Ten years before this article was written, it would be no surprise for him to catch “10, 20 or even 50 fish in a day. ” (Wilson, D) Doug was not the only one who had noticed this drastic decrease in the bass population. State fisheries agreed with him. They have noticed that the “large bass almost have disappeared from the river and that the number of mid-sized bass are declining. ” (Wilson, D. ) I personally have noticed the decline of fish from the river. My brother and I are avid fisherman and enjoy fishing for just about anything.
We lived a quarter of a mile from the river so often we would take my grandfather’s bass boat and go fishing in the river. However, no matter how much we prepared, we would never catch more than maybe one or two fish. This change shows how all the different pollutants are having a large impact on the fish population and if action is not taken species like the largemouth bass could be eliminated from the river. Fishing is not the only recreational activity that takes place in the St. Johns. Activities such as skiing and tubing take place daily during the spring and summer months.
These are essential for Florida’s economy. When people are going out in their boats, many aspects of the economy are helped. People must buy gas for their boat, food to eat while they are on the boat, and other items. This also attracts tourists. By my house at a local marina, every summer they hosted a wakeboard camp for people to come learn how to wake board. Hundreds of people would come to learn how to wakeboard and have fun in the water. These people bought many things during their stay thus boosting the Florida economy. However, if the water is not maintained and kept clean, events like these cannot occur.
Tourists would not be willing to get in the water and would take their business elsewhere thus restricting north Florida’s economy. In closing, the St. Johns River is not dangerous as far swimming and boating are concerned but there are pollutants being dumped into the river that need to be addressed or eliminated. If nothing is done, based on tests done on the water, past and current programs, and the fish population the wildlife, the quality of the St. Johns will continue to plummet. The river damage will become impossible to fix and potentially impossible to swim or use for any recreation.

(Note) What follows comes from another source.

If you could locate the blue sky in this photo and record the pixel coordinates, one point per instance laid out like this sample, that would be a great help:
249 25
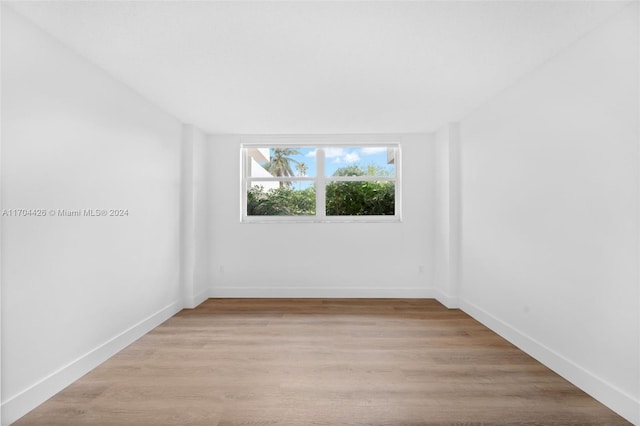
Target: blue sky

The repercussions of this would be exponential. Water shortages could occur along with Jacksonville losing its appeal as somewhere to live. Citations Page Ann Givens of The Sentinel Staff. (2001, Feb 16). St. Johns River may slake our thirst the St. Johns water district plans to process river water in a three- year test to see if it can be made drinkable. Orlando Sentinel. Lisenby, L. (2007, Jul 11). Growth must be controlled to protect the St. Johns River. Florida Times Union. Littlepage, R. L. (2006, Jan 10). St. Johns River’s health deserves major effort.
Florida Times Union. Lynette, M. M. , John, R. W. , & K, R. R. (2004). Nitrogen and phosphorus flux rates from sediment in the lower St. Johns River estuary. Journal of Environmental Quality, 33(4), 1545-1555. Patterson, S. (2010, Aug 10). With mill pipeline still in doubt, old dioxin haunting rice creek research: Traces of a cancer-causing substance could still exist and be funneled into the St. Johns River. McClatchy – Tribune Business News. Wilson, D. (1994, Sep 09). Veteran angler says bass fishing on St. Johns River deteriorating. Orlando Sentinel.